Sie führt dazu aus, dass sie eine sogenannte "Arkadentankstelle" betreibe. Diese Tankstelle sei in eine Eigentumswohnhausanlage integriert. An die Tankstelle grenze der Müllraum und der Boilerraum an. Bei diesen Räumen handle es sich jedoch um keine Teile der Betriebsanlage.
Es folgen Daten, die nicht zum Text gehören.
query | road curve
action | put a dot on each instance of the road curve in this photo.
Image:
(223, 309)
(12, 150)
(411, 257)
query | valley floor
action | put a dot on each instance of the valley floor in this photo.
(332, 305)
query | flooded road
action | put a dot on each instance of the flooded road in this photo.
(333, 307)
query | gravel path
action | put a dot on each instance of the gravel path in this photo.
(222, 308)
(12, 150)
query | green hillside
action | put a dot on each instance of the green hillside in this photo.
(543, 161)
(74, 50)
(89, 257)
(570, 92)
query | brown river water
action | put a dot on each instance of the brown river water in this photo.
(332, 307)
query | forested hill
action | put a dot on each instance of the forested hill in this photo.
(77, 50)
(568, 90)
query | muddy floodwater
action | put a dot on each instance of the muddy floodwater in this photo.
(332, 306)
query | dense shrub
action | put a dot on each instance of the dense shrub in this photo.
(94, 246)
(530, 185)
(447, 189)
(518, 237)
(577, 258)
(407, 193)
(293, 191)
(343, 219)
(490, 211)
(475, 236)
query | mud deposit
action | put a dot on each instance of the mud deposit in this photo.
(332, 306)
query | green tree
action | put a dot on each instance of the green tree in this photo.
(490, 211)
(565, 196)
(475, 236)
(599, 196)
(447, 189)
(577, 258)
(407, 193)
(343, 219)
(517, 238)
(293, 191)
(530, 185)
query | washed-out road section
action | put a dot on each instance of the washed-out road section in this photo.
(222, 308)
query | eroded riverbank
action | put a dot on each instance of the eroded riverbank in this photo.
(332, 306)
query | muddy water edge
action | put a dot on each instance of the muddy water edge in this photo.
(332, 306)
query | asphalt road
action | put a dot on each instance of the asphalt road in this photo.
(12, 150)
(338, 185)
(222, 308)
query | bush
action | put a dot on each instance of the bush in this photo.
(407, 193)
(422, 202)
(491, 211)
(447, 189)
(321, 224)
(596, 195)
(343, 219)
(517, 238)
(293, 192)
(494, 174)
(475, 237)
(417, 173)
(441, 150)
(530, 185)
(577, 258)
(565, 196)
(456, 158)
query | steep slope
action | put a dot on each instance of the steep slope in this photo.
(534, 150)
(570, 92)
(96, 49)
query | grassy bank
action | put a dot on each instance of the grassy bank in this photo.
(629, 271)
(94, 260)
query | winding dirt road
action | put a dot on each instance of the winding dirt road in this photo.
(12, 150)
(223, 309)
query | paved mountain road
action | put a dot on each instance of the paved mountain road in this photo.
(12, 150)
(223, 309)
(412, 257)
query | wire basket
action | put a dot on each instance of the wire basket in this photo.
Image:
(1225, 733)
Die Beschwerdeführerin habe keine Einwände gegen die ihr von der Behörde erster Instanz vorgeschriebene brandbeständige Abtrennung der Öffnungen zwischen der Tankstelle und den genannten Räumen gehabt. Die nunmehr vorgeschriebene Installation einer Entlüftungsanlage für diese Räume betreffe jedoch einen Bereich, der nicht zur Betriebsanlage gehöre. Der Boilerraum und der Müllraum gehörten zu den allgemeinen Teilen der Eigentumswohnhausanlage. Die vorgeschriebene Entlüftungsanlage diene nicht der Entlüftung der Tankstelle, sondern der Zufuhr von Frischluft zu den genannten allgemeinen Teilen der Wohnhausanlage. Da die Auflage somit nicht die Betriebsanlage betreffe, sei sie rechtswidrig. Darüber hinaus ergebe sich eine Rechtswidrigkeit auch daraus, dass die Installation der Entlüftungsanlage von der Beschwerdeführerin nicht aus eigenem erfüllt werden könne, weil dazu die Mitwirkung der Wohnungseigentumsgemeinschaft erforderlich sei.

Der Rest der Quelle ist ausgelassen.